VANCOUVER, BRITISH COLUMBIA--(Marketwired - May 24, 2016) - NV Gold Corporation (TSX
VENTURE:NVX) (the "Company") announced today that the consolidation of its common shares on a
1(new)-for-5(old) basis will be effective before market open on May 25, 2016. Accordingly, on May 25, 2016, the common
shares of the Company will begin trading on post-consolidation basis and the Company will have approximately 10,141,259 common
shares issued and outstanding (subject to adjustment for rounding under the consolidation).
On behalf of the Board of Directors,
John E. Watson, President and CEO
For further information, visit the Company's website at www.nvgoldcorp.com.
Neither the TSX Venture Exchange nor its Regulation Service Provider (as that term is defined in the policies of the TSX
Venture Exchange) accepts responsibility for the adequacy or accuracy of this release.
Forward-Looking Statements
This news release includes certain forward-looking statements or information. All statements other than statements of
historical fact included in this release, including, without limitation, statements regarding plans for the completion of a
private placement financing and other future plans and objectives of the Company are forward-looking statements that involve
various risks and uncertainties. There can be no assurance that such statements will prove to be accurate and actual results and
future events could differ materially from those anticipated in such statements.

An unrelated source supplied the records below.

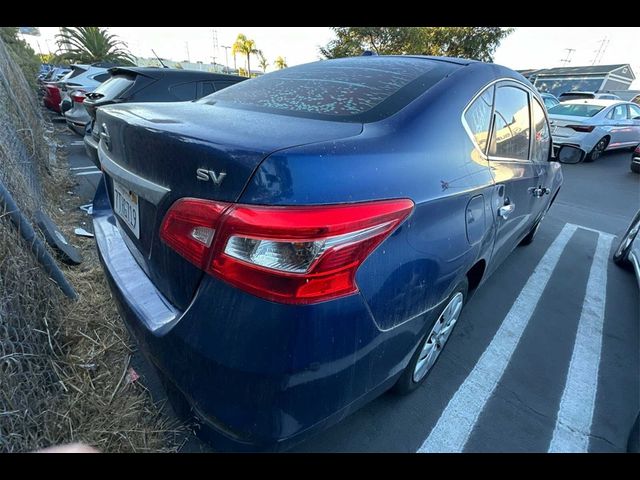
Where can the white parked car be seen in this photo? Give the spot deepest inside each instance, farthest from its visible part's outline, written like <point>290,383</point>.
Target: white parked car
<point>595,125</point>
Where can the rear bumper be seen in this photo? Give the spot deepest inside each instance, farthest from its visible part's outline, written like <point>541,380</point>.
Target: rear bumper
<point>586,141</point>
<point>259,375</point>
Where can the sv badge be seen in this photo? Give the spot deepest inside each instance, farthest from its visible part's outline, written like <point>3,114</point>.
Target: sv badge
<point>206,175</point>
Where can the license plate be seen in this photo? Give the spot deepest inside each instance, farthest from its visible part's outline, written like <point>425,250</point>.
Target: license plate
<point>125,205</point>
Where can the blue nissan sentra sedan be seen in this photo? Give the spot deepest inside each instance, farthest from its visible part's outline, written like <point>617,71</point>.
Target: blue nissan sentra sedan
<point>291,247</point>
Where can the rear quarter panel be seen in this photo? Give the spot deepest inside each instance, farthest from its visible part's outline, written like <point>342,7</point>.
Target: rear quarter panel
<point>422,153</point>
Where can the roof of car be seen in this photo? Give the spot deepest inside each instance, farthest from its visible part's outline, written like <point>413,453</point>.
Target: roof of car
<point>155,72</point>
<point>602,102</point>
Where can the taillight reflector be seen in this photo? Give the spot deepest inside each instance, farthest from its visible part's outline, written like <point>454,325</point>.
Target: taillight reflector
<point>296,255</point>
<point>582,128</point>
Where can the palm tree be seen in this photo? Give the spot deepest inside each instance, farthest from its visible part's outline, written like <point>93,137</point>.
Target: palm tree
<point>90,45</point>
<point>263,61</point>
<point>245,46</point>
<point>280,63</point>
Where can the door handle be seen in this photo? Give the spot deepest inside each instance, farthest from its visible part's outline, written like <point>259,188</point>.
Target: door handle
<point>506,210</point>
<point>539,191</point>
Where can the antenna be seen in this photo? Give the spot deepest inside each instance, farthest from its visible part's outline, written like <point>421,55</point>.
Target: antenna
<point>604,43</point>
<point>567,60</point>
<point>159,59</point>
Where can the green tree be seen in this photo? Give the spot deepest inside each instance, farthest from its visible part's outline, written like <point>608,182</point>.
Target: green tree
<point>477,43</point>
<point>21,53</point>
<point>263,61</point>
<point>246,47</point>
<point>280,63</point>
<point>91,44</point>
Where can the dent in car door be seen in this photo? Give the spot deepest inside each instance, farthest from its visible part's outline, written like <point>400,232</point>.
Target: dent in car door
<point>618,125</point>
<point>515,175</point>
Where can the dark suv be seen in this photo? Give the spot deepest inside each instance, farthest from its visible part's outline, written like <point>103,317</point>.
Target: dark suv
<point>144,84</point>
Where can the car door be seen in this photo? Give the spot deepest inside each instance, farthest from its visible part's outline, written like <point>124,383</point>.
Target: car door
<point>619,126</point>
<point>634,116</point>
<point>517,178</point>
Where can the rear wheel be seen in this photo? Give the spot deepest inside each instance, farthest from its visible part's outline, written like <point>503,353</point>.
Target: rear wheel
<point>597,150</point>
<point>620,257</point>
<point>434,341</point>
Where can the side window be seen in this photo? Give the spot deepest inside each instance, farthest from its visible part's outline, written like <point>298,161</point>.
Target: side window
<point>103,77</point>
<point>184,91</point>
<point>542,136</point>
<point>207,88</point>
<point>511,129</point>
<point>478,118</point>
<point>634,112</point>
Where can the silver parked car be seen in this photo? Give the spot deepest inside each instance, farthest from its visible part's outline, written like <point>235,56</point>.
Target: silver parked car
<point>77,116</point>
<point>595,125</point>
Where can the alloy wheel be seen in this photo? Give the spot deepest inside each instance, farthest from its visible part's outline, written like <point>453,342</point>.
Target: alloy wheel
<point>438,336</point>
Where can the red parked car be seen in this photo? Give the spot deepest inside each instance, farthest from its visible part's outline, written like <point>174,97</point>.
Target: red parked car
<point>51,97</point>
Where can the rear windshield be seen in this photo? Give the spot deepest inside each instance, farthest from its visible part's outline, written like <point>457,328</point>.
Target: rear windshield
<point>362,89</point>
<point>575,110</point>
<point>113,88</point>
<point>576,96</point>
<point>76,71</point>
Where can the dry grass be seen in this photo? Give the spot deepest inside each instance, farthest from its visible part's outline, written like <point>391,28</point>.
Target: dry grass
<point>63,364</point>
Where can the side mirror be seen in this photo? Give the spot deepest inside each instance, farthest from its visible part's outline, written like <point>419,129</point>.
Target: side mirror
<point>570,154</point>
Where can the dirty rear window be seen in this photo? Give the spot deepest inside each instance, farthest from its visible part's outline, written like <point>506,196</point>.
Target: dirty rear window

Important factors that could cause actual
results to differ materially from the Company's plans or expectations include market prices, availability of capital and
financing, general economic, market or business conditions, regulatory changes, timeliness of government or regulatory approvals
and other risks detailed herein and from time to time in the filings made by the Company with securities regulators. The Company
disclaims any intention or obligation to update or revise any forward-looking statements whether as a result of new information,
future events or otherwise except as otherwise required by applicable securities legislation.